Content-based Recommendations

Use attributes and features of the items to recommend similar items. This approach is to recommend items to user $U$ that are similar to the items $U$ is known to already like. Similarity is computed from item attributes. The similarity function and features are critical to success.

The content-based approach is more robust to the cold start problem because it is easier to gather basic information about items.

Collaborative filtering

Use the ratings matrix to recommend items. Two broad types:

  • Nearest-neighbor methods
  • Matrix factorization methods

Collaborative filtering works for almost any kind of item without feature selection. It is also simple to implement. Good to use as a first attempt.
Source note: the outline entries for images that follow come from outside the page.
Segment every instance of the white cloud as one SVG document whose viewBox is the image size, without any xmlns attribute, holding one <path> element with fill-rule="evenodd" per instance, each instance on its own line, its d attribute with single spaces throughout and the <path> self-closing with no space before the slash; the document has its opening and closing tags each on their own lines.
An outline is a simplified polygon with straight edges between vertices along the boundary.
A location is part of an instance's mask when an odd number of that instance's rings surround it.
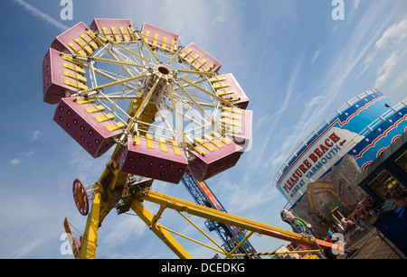
<svg viewBox="0 0 407 277">
<path fill-rule="evenodd" d="M 322 51 L 322 50 L 318 49 L 318 50 L 315 52 L 314 57 L 312 58 L 312 60 L 311 60 L 311 65 L 313 65 L 314 62 L 317 60 L 317 59 L 318 58 L 318 56 L 319 56 L 319 54 L 321 53 L 321 51 Z"/>
<path fill-rule="evenodd" d="M 392 56 L 390 56 L 390 58 L 387 59 L 384 64 L 378 69 L 377 74 L 379 74 L 379 77 L 377 78 L 376 83 L 374 84 L 375 88 L 381 87 L 386 81 L 386 79 L 389 78 L 389 75 L 394 69 L 396 63 L 397 63 L 396 54 L 393 53 Z"/>
<path fill-rule="evenodd" d="M 10 163 L 13 164 L 13 165 L 18 165 L 18 164 L 21 163 L 21 160 L 19 160 L 19 159 L 13 159 L 13 160 L 10 162 Z"/>
<path fill-rule="evenodd" d="M 14 1 L 17 4 L 19 4 L 20 5 L 22 5 L 25 10 L 29 11 L 34 17 L 43 20 L 62 31 L 66 31 L 68 29 L 67 26 L 59 23 L 52 16 L 43 13 L 40 9 L 31 5 L 30 4 L 26 3 L 25 1 L 24 1 L 24 0 L 14 0 Z"/>
<path fill-rule="evenodd" d="M 398 24 L 389 27 L 383 36 L 376 42 L 377 49 L 385 48 L 388 44 L 397 44 L 407 36 L 407 18 Z"/>
<path fill-rule="evenodd" d="M 392 85 L 393 90 L 397 90 L 403 84 L 407 83 L 407 70 L 402 71 Z"/>
<path fill-rule="evenodd" d="M 363 70 L 360 72 L 360 75 L 364 74 L 367 70 L 367 69 L 370 68 L 372 62 L 374 62 L 377 59 L 377 56 L 381 51 L 390 48 L 393 49 L 394 46 L 397 47 L 406 36 L 407 36 L 407 18 L 404 18 L 399 23 L 393 24 L 389 28 L 387 28 L 383 32 L 382 36 L 375 42 L 374 50 L 364 60 L 364 67 Z M 391 61 L 389 60 L 389 62 Z M 388 64 L 388 66 L 390 66 L 390 64 Z M 385 75 L 381 78 L 383 79 L 384 78 L 386 78 Z M 379 84 L 382 84 L 381 80 L 379 80 Z"/>
<path fill-rule="evenodd" d="M 40 137 L 41 131 L 39 131 L 39 130 L 33 131 L 33 132 L 31 132 L 31 134 L 32 134 L 32 137 L 31 137 L 32 141 L 35 142 Z"/>
</svg>

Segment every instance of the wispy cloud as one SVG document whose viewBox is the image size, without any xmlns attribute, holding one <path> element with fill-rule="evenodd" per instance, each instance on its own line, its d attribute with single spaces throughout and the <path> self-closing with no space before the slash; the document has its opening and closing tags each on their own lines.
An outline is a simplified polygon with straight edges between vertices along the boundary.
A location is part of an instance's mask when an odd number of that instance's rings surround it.
<svg viewBox="0 0 407 277">
<path fill-rule="evenodd" d="M 41 131 L 40 130 L 33 131 L 33 132 L 31 132 L 31 134 L 32 134 L 31 140 L 33 142 L 35 142 L 36 140 L 38 140 L 40 138 Z"/>
<path fill-rule="evenodd" d="M 64 24 L 61 23 L 60 22 L 58 22 L 57 20 L 55 20 L 52 16 L 43 13 L 40 9 L 34 7 L 33 5 L 28 4 L 25 1 L 23 1 L 23 0 L 13 0 L 13 1 L 14 1 L 15 3 L 17 3 L 18 5 L 23 6 L 25 10 L 30 12 L 34 17 L 43 20 L 43 21 L 47 22 L 48 23 L 50 23 L 51 25 L 52 25 L 62 31 L 66 31 L 69 28 L 69 27 L 65 26 Z"/>
<path fill-rule="evenodd" d="M 10 163 L 13 165 L 18 165 L 21 163 L 21 160 L 20 159 L 13 159 L 12 161 L 10 161 Z"/>
<path fill-rule="evenodd" d="M 385 50 L 390 45 L 398 45 L 406 36 L 407 36 L 407 18 L 404 18 L 399 23 L 393 24 L 389 28 L 387 28 L 383 32 L 382 36 L 376 41 L 374 44 L 374 50 L 364 60 L 364 67 L 360 75 L 364 74 L 370 68 L 371 64 L 376 60 L 376 57 L 378 56 L 381 51 Z M 392 56 L 387 60 L 388 60 L 387 66 L 390 66 L 390 62 L 392 60 L 389 60 L 389 59 L 391 58 Z M 383 75 L 380 72 L 379 74 Z M 383 77 L 379 77 L 379 78 L 383 79 Z M 382 81 L 379 78 L 377 81 L 379 82 L 379 84 L 381 84 Z"/>
</svg>

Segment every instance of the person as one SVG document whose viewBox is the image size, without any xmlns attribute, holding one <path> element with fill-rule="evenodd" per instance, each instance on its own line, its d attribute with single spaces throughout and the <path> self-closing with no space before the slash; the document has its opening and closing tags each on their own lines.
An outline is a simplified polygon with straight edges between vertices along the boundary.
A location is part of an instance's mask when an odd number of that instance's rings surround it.
<svg viewBox="0 0 407 277">
<path fill-rule="evenodd" d="M 328 228 L 328 238 L 332 242 L 332 235 L 334 235 L 334 232 L 332 232 L 332 228 Z"/>
<path fill-rule="evenodd" d="M 339 232 L 344 233 L 345 229 L 344 229 L 344 226 L 342 226 L 342 224 L 338 223 L 337 228 L 339 229 Z"/>
</svg>

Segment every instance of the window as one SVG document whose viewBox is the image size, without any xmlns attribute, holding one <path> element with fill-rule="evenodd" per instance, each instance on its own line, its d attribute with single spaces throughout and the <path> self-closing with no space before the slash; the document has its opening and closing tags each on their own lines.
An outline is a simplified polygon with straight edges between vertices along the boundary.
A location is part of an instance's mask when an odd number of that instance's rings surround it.
<svg viewBox="0 0 407 277">
<path fill-rule="evenodd" d="M 384 170 L 367 185 L 367 188 L 369 188 L 369 189 L 371 189 L 379 199 L 385 201 L 386 194 L 399 185 L 401 185 L 401 183 Z"/>
<path fill-rule="evenodd" d="M 407 172 L 407 151 L 405 151 L 394 162 Z"/>
</svg>

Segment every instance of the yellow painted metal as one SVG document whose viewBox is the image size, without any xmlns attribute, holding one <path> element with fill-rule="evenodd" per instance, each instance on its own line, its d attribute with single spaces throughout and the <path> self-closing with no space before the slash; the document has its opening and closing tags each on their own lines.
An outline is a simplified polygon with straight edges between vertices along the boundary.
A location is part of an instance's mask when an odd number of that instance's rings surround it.
<svg viewBox="0 0 407 277">
<path fill-rule="evenodd" d="M 194 243 L 195 243 L 195 244 L 198 244 L 198 245 L 203 245 L 203 246 L 205 246 L 206 248 L 209 248 L 209 249 L 212 249 L 212 250 L 213 250 L 213 251 L 216 251 L 216 252 L 224 254 L 223 251 L 220 251 L 219 249 L 216 249 L 216 248 L 212 247 L 212 246 L 210 246 L 210 245 L 205 245 L 205 244 L 204 244 L 204 243 L 201 243 L 200 241 L 197 241 L 197 240 L 195 240 L 195 239 L 194 239 L 194 238 L 191 238 L 191 237 L 189 237 L 189 236 L 186 236 L 186 235 L 183 235 L 183 234 L 181 234 L 181 233 L 175 232 L 175 231 L 174 231 L 174 230 L 171 230 L 171 229 L 169 229 L 169 228 L 167 228 L 167 227 L 165 227 L 165 226 L 157 226 L 157 227 L 158 227 L 158 228 L 161 228 L 161 229 L 164 229 L 164 230 L 166 230 L 166 231 L 171 232 L 171 233 L 173 233 L 173 234 L 175 234 L 175 235 L 179 235 L 179 236 L 181 236 L 181 237 L 186 238 L 187 240 L 190 240 L 190 241 L 192 241 L 192 242 L 194 242 Z"/>
<path fill-rule="evenodd" d="M 319 249 L 311 250 L 298 250 L 298 251 L 280 251 L 280 252 L 263 252 L 263 253 L 252 253 L 252 254 L 233 254 L 232 257 L 239 256 L 260 256 L 260 255 L 270 255 L 270 254 L 307 254 L 307 253 L 318 253 L 321 252 Z"/>
<path fill-rule="evenodd" d="M 253 231 L 251 231 L 248 235 L 246 235 L 236 246 L 234 246 L 234 248 L 233 249 L 232 249 L 232 251 L 231 252 L 229 252 L 228 253 L 228 254 L 226 255 L 226 257 L 224 257 L 225 259 L 230 259 L 230 258 L 232 258 L 232 254 L 233 254 L 233 253 L 235 253 L 236 252 L 236 250 L 238 250 L 239 249 L 239 247 L 241 247 L 248 239 L 249 239 L 249 237 L 251 237 L 251 235 L 253 235 L 254 234 L 254 232 Z"/>
<path fill-rule="evenodd" d="M 101 193 L 96 193 L 92 203 L 90 229 L 89 233 L 87 259 L 94 259 L 96 255 L 96 242 L 98 240 L 99 217 L 100 212 Z"/>
<path fill-rule="evenodd" d="M 294 242 L 310 247 L 317 248 L 319 245 L 321 248 L 326 248 L 333 245 L 333 244 L 331 243 L 317 240 L 315 239 L 315 237 L 304 237 L 300 234 L 274 227 L 263 223 L 224 213 L 201 205 L 194 204 L 153 190 L 149 190 L 146 195 L 142 196 L 140 199 L 150 201 L 159 205 L 164 204 L 166 205 L 168 208 L 175 209 L 178 212 L 184 211 L 193 216 L 197 216 L 215 222 L 240 227 L 244 230 L 277 237 L 282 240 Z"/>
<path fill-rule="evenodd" d="M 90 213 L 88 215 L 85 231 L 80 242 L 80 259 L 94 259 L 96 255 L 96 242 L 100 216 L 101 192 L 95 191 L 95 199 L 92 202 Z"/>
<path fill-rule="evenodd" d="M 221 246 L 219 245 L 211 236 L 209 236 L 208 235 L 206 235 L 205 232 L 204 232 L 200 227 L 198 227 L 194 222 L 192 222 L 188 217 L 185 217 L 185 215 L 184 215 L 183 213 L 178 212 L 184 218 L 186 219 L 186 221 L 188 221 L 193 226 L 194 226 L 199 232 L 201 232 L 204 236 L 206 236 L 211 242 L 213 243 L 213 245 L 215 245 L 216 246 L 219 247 L 219 249 L 221 249 L 221 253 L 222 254 L 226 254 L 226 251 Z"/>
<path fill-rule="evenodd" d="M 180 259 L 192 259 L 192 256 L 164 228 L 161 228 L 159 222 L 154 226 L 153 216 L 138 200 L 133 201 L 131 209 L 144 221 L 147 226 L 151 226 L 151 231 L 156 234 Z"/>
</svg>

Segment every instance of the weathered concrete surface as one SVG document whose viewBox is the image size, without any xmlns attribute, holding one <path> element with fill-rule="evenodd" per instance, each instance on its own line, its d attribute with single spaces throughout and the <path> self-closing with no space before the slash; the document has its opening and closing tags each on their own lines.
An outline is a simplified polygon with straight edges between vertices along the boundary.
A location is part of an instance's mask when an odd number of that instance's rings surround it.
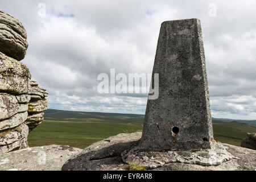
<svg viewBox="0 0 256 182">
<path fill-rule="evenodd" d="M 243 139 L 241 143 L 241 146 L 253 150 L 256 150 L 256 133 L 247 133 L 247 136 L 249 138 Z"/>
<path fill-rule="evenodd" d="M 60 171 L 81 149 L 51 145 L 27 148 L 0 155 L 0 171 Z"/>
<path fill-rule="evenodd" d="M 141 147 L 210 148 L 213 136 L 199 20 L 162 24 L 152 73 L 159 74 L 159 97 L 148 101 Z"/>
<path fill-rule="evenodd" d="M 126 170 L 127 164 L 123 162 L 121 154 L 134 148 L 134 146 L 139 143 L 141 134 L 141 133 L 122 134 L 95 143 L 67 161 L 62 167 L 62 170 Z M 234 158 L 220 165 L 207 166 L 200 164 L 182 163 L 185 162 L 185 161 L 174 161 L 163 166 L 158 166 L 154 170 L 254 171 L 256 169 L 255 151 L 227 144 L 222 144 L 222 146 Z M 122 150 L 123 151 L 123 152 Z M 176 152 L 177 154 L 184 152 L 184 155 L 182 155 L 183 156 L 186 154 L 191 155 L 188 151 Z M 157 155 L 158 152 L 155 152 L 155 155 L 152 156 L 153 158 Z M 199 155 L 198 157 L 203 158 L 204 156 Z M 185 159 L 192 160 L 188 156 L 187 159 L 183 158 L 183 160 Z M 197 161 L 200 160 L 197 159 Z"/>
<path fill-rule="evenodd" d="M 27 96 L 27 95 L 23 96 L 24 97 Z M 27 100 L 22 100 L 22 97 L 0 93 L 0 122 L 11 117 L 18 113 L 24 113 L 27 111 L 28 103 Z M 26 101 L 27 102 L 24 102 Z"/>
<path fill-rule="evenodd" d="M 210 149 L 199 150 L 150 151 L 133 148 L 122 154 L 126 163 L 139 163 L 148 169 L 161 167 L 166 164 L 179 163 L 201 166 L 218 166 L 235 158 L 221 143 L 214 143 Z"/>
<path fill-rule="evenodd" d="M 27 94 L 31 75 L 23 63 L 0 52 L 0 92 Z"/>
<path fill-rule="evenodd" d="M 15 128 L 1 131 L 0 133 L 0 154 L 26 148 L 28 134 L 28 127 L 24 123 Z"/>
<path fill-rule="evenodd" d="M 27 118 L 27 111 L 17 113 L 10 118 L 0 121 L 0 133 L 2 130 L 14 128 L 24 122 Z"/>
<path fill-rule="evenodd" d="M 27 33 L 22 24 L 0 10 L 0 52 L 20 61 L 25 57 L 28 46 Z"/>
</svg>

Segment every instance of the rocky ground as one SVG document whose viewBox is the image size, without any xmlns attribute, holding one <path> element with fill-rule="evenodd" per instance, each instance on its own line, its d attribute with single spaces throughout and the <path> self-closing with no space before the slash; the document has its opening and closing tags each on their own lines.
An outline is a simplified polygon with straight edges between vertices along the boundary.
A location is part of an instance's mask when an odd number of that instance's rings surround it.
<svg viewBox="0 0 256 182">
<path fill-rule="evenodd" d="M 66 146 L 28 148 L 1 155 L 0 170 L 123 171 L 127 169 L 122 154 L 137 146 L 141 133 L 120 134 L 82 150 Z M 233 158 L 220 165 L 170 162 L 149 170 L 256 170 L 256 151 L 222 144 Z M 157 155 L 152 155 L 154 159 Z"/>
<path fill-rule="evenodd" d="M 82 150 L 51 145 L 2 154 L 0 171 L 60 171 L 65 161 Z"/>
</svg>

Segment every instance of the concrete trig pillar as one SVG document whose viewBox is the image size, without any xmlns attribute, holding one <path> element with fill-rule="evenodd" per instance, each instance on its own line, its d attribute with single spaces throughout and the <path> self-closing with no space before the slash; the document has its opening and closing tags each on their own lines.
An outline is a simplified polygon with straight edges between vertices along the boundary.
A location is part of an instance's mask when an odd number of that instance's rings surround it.
<svg viewBox="0 0 256 182">
<path fill-rule="evenodd" d="M 199 19 L 162 24 L 152 73 L 159 73 L 159 97 L 148 100 L 141 147 L 210 148 L 213 134 Z"/>
</svg>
Not good for a “cold start”. It also suffers from popularity biases, recommending things that are popular overall and fumbling over users with unique tastes.

Hybrid Methods

Use content data and collaborative filtering together.

May simply implement both methods and combine with a linear filter. Learn weights by cross-validation.

Common Techniques

Nearest-Neighbor Algorithms

Use nearest neighbor to find users similar to the target user. Over the items which have been rated by both users, compute a similarity weight $w_{a,u}$ e.g. linear correlation coefficient between these vectors. Find $K$ users that are most similar.

Another approach is to use item-item similarity. Unlock user-user similarity, this can be done offline when users are not waiting for a fast response.

Research indicates that item-item methods produce better results than user-user methods. No established theory to explain this, but theories: There may be more stability across items than users. There may be more idiosyncratic users than items. Item dimensionality is smaller; there are fewer items than users.

Matrix Factorization

User Experience
Netflix Prize

In 2006, the Netflix Prize was a 1 million dollar competition to perform movie recommendations. The winner had to beat their in-house method by 10% using a squared-error metric. About 40,000 teams from around the world entered.

The data contained 100 million ratings on 17,700 movies and 480,000 users. The users were chosen randomly with at least 20 ratings each. Some noise was added in order to help with anonymity. The most recent ratings from some of the users was withheld for testing.

The contest led to greater interest and familiarity with large data sets.

  • One user had rated thousands of movies but had a mean rating score of 1.2

There was a 50,000-dollar prize given to the leading team each year of the competition, which went from 2006 to 2009. The winning team had to provide a 10% improvement over Netflix's own system in order to win the final 1 million-dollar prize. The first score to beat that 10% metric triggered a final 30-day period for others to compete before the competition ended. The rights of the winning software was to provide a non-exclusive license to Netflix and publically publish the winning algorithm.

Netflix provided this competition at some risk. There would be bad publicity if the prize wasn't won by anyone, and embarrasing if it was won within the first few days. There was also the risk that the algorithmic solutions used to win would not be practically useful.

General machine learning lessons:
Model averaging was useful, including linear model combinations, neural network combinations, and gradient boosted decision trees. Latent factor models were very useful on this problem.

Openness lessons: the public leaderboard and forum encouraged collaboration and continued efforts. Privacy can't be taken too seriously.